Глава 29Снова перед Холмовым лежали книги. Снова он читал, делал записи в тетради, но уже без особого желания. Уходил от стола, садился под ивой и, склонив седую голову, думал о Проскурове: «Торопится, тревожится о деле. Мог бы у меня заночевать. Умчался. Беспокойный, и это хорошо. Инертность, равнодушие никак не свойственны партийному работнику. Но почему же после встречи с ним мне уже не хочется ни читать, ни делать записи? Может, потому, что вспомнил былое, что мне захотелось поехать в Камышинскую? Он уехал, а я вынужден сидеть под этой ивой и коротать денек. А сколько их, этих деньков, еще придется скоротать? Настроение испортилось. Вчера и сегодня была у меня Медянникова. Интересовалась лекцией. Я отмолчался. Видно, суть дела не во встрече с Проскуровым и не в том, что он уехал в Камышинскую, а я не уехал. Видимо, я слишком переусердствовал. Горячо взялся за книги и вот, вижу, надорвался. И голову ломит еще сильнее, и все тело как разбитое».
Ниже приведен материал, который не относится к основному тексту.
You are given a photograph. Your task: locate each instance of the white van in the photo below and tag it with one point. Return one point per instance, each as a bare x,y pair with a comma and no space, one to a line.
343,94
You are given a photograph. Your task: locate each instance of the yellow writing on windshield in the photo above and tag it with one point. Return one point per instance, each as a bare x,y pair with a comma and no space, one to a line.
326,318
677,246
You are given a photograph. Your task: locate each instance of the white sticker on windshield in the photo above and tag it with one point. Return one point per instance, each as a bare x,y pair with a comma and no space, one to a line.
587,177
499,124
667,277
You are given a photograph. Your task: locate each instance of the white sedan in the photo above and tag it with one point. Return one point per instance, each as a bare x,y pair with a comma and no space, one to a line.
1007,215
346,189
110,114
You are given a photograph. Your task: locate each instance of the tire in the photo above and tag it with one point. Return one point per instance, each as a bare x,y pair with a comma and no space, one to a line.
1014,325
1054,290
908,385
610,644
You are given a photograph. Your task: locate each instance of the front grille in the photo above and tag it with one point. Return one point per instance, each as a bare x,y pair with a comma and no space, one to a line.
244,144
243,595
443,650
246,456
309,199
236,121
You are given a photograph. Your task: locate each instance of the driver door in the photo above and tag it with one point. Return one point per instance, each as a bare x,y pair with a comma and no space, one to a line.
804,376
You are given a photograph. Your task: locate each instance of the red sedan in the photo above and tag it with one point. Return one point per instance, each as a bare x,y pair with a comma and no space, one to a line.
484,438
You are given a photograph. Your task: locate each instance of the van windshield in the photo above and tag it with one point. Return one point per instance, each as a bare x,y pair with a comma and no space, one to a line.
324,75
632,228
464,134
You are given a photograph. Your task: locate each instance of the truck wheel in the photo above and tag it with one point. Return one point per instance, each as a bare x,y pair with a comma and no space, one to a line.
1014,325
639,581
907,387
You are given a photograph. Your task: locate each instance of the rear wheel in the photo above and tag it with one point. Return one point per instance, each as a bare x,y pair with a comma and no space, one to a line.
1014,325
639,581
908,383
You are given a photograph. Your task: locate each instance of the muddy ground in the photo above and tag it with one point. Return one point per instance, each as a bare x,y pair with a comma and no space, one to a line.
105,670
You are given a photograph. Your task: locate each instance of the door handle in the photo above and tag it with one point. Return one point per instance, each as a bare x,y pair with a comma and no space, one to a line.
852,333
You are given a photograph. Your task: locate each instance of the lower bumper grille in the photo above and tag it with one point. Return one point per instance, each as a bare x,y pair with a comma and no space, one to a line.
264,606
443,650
Впервые, отдыхая у родника, Холмов пожалел, что не уехал с Кучмием на пасеку.
На другой день, как бы зная, что он тут нужен, на своей «Волге» подкатил Кучмий. Подошел к Холмову, как старому другу, пожал руку и спросил, не пожелает ли он сегодня прокатиться с ним на пасеку. Холмов охотно, даже с радостью, согласился. Надел старый дорожный костюм, сказал Ольге, чтобы приготовила харчи.
Часа через два «Волга» легко перемахнула невысокий лесистый перевал, отделявший море от степи. Узкая, замысловато изогнутая дорога осталась позади. «Волга» вырвалась на равнину, и чем дальше назад уходили укрытые лесом горы, заслонившие собой море, тем ровнее вытягивалась степь. Валки пшеницы, прибитые дождем к стерне, были похожи на вышивки, какие кладет мастерица на желтом полотне. Близ дороги, опустив подборщик, комбайн, точно языком, жадно слизывал лежавшую в валках пшеницу. В ногу с комбайном шагал грузовик, подставляя под желто-светлую струю зерна свой вместительный кузов. Нагруженные зерном автомашины проносились как вихри, и по дороге вздымались клубы пыли.
Увидел Холмов и цветущие подсолнухи. Обрадовался. Значит, не опоздал, приехал ко времени. Какое это, оказывается, красочное зрелище! Цвет густой, кучный, и напоминал он разлитый по степи мед – хоть бери ложкой, хоть черпай ведром. И разлился мед не кругами, а квадратами или поясами, и солнце, отражаясь в нем, полыхало желтым, слепящим блеском.
– Поздний подсолнушек как раз в цвету, – пояснил Кучмий, глядя не на подсолнухи, а на дорогу. – Ранний уже потемнел, нагнул головы. Теперь к нему ни одна пчелка не залетит.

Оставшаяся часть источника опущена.